Occurrences
Occurrences represent the time segments during which a detection is present in the video. They are stored in the occs array of each detection.
Occurrence Fields
| Field | Type | Description |
|---|---|---|
id | string | Unique occurrence ID within this metadata file |
ss | float | Start second -- seconds from the beginning of the video |
se | float | End second -- seconds from the beginning of the video |
c_max | float | Maximum confidence during this occurrence (for visual.context and audio.context) |
c_med | float | Median confidence during this occurrence (for visual.context).

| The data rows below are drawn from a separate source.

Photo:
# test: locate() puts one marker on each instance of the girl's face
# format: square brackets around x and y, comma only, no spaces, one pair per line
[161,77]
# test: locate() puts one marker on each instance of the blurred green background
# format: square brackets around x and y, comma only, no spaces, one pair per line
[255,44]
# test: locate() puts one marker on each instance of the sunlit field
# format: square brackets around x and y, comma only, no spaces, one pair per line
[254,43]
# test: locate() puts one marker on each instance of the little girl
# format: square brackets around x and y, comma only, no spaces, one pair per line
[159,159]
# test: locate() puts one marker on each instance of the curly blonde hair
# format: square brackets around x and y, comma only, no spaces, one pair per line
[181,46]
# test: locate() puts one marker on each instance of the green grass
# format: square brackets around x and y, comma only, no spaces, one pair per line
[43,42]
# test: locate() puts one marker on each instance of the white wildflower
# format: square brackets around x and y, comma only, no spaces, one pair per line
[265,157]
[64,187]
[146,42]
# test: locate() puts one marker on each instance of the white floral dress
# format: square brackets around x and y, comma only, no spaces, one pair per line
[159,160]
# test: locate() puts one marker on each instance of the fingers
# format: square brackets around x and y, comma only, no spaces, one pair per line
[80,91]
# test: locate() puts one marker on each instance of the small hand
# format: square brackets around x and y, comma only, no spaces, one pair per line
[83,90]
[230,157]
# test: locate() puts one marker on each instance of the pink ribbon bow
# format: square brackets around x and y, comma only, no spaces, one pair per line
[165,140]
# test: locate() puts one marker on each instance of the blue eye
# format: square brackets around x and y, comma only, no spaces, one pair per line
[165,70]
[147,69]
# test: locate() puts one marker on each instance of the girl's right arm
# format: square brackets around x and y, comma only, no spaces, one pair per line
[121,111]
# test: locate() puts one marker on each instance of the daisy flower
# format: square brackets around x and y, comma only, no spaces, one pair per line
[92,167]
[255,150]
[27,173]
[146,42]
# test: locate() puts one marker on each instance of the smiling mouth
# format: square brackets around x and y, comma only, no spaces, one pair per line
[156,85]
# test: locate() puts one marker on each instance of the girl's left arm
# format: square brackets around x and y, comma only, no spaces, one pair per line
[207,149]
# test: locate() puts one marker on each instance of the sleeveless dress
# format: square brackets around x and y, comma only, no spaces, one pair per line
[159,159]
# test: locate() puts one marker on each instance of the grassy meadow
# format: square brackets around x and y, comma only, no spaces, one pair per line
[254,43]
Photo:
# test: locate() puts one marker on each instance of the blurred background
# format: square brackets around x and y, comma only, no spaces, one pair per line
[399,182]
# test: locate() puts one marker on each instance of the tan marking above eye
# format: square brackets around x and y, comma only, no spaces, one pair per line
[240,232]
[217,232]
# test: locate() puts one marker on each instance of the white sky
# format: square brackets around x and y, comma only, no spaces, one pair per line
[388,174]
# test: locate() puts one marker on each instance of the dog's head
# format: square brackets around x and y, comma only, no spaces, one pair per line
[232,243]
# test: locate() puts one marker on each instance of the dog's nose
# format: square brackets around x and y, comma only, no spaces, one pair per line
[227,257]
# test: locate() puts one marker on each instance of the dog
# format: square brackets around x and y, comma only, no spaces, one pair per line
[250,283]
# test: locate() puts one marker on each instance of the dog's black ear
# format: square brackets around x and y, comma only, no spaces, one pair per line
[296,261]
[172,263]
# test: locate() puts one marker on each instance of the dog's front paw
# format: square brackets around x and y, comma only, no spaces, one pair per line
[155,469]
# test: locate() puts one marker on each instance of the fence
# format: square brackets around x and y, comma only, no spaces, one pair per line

Complements c_max by showing the typical confidence rather than the peak. |
c | float | Confidence for the entire occurrence (for topic.iab.section) |
shs | integer | Shot start -- 0-based index into the detected_shots array in segmentations |
she | integer | Shot end -- 0-based index into the detected_shots array |
fs | integer | Frame start -- 0-based frame number (for audio.speech_detailed and visual.text_region.keyword.compliance) |
fe | integer | Frame end -- 0-based frame number |
sdur | float | Segment duration in seconds (for audio.speech_detailed). Equals se - ss. |
a | object | Per-occurrence attributes (for topic.iab.section). See Type-specific occurrence fields below. |
scr | float | Score for the occurrence (for highlight detections). Ranges from 0.0 to 1.0. |
Example
A visual.context detection for "umbrella" detected twice in the video:
{
"t": "visual.context",
"label": "umbrella",
"cid": "abc123",
"occs": [
{
"id": "45",
"ss": 0.3,
"se": 3.6,
"c_max": 0.912,
"c_med": 0.87,
"shs": 0,
"she": 1
},
{
"id": "46",
"ss": 64.4,
"se": 68.2,
"c_max": 0.876,
"c_med": 0.801,
"shs": 22,
"she": 23
}
]
}
This means:
- First appearance: from 0.3s to 3.6s, with peak confidence 0.912 (median 0.87), spanning shots 0-1
- Second appearance: from 64.4s to 68.2s, with peak confidence 0.876 (median 0.801), spanning shots 22-23
Confidence Behavior
Confidence values differ by detection type:
visual.contextandaudio.context: Occurrences havec_max(the maximum confidence observed at any frame/second during the occurrence) andc_med(the median confidence). Since confidence varies from moment to moment, these summary statistics are reported in the occurrence. For per-second confidence, use thecfield in theby_secondstructure.topic.iab.section: Occurrences havec(a single confidence for the entire occurrence).human.face: Occurrences do not have a confidence field. Face confidence is only available in thesimilar_toitems (gallery match confidence).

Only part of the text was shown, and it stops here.